Traumatic brain injury (TBI) is a major cause of disability and mortality worldwide, in part resulting from secondary apoptosis of neurons in peri-contusion areas. Serpina3k, a serine protease inhibitor, has been shown to inhibit apoptosis in injury models. In this study, we investigated the anti-apoptotic function of serpina3k in vivo using a mouse model of TBI, as well as the underlying neuroprotective mechanism in vitro using the SH-SY5Y human neuroblastoma cell line. TBI was induced in adult male C57BL/6 mice using controlled cortical impact. Serpina3k protein was intravenously administered at a concentration of 0.5 mg/kg twice daily for up to 14 days. SH-SY5Y cells were subjected to biaxial stretch injury and then treated with different concentrations of serpina3k.

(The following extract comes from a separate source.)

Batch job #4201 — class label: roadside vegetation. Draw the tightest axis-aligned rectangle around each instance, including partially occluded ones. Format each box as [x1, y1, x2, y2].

We found that endogenous serpina3k protein levels were elevated in peri-contusion areas of the mouse brain following TBI. Serpina3k-treated mice had fewer apoptotic neurons, lower levels of oxidative stress, and showed greater recovery of neurological deficits relative to vehicle-treated mice. Meanwhile, in the SH-SY5Y cell injury model, serpina3k at an optimal concentration (150 nM) inhibited the generation of intracellular reactive oxygen species, abrogated changes of the mitochondrial membrane potential, and reduced the phospho-extracellular regulated protein kinases (p-ERK)/ERK, phospho-P38 (p-P38)/P38, B cell lymphoma (Bcl)-2-associated X protein/Bcl-2, and cleaved caspase-3/caspase-3 ratios, thereby reducing the apoptosis rate. These results demonstrate that serpina3k exerts a neuroprotective function following TBI and thus has therapeutic potential.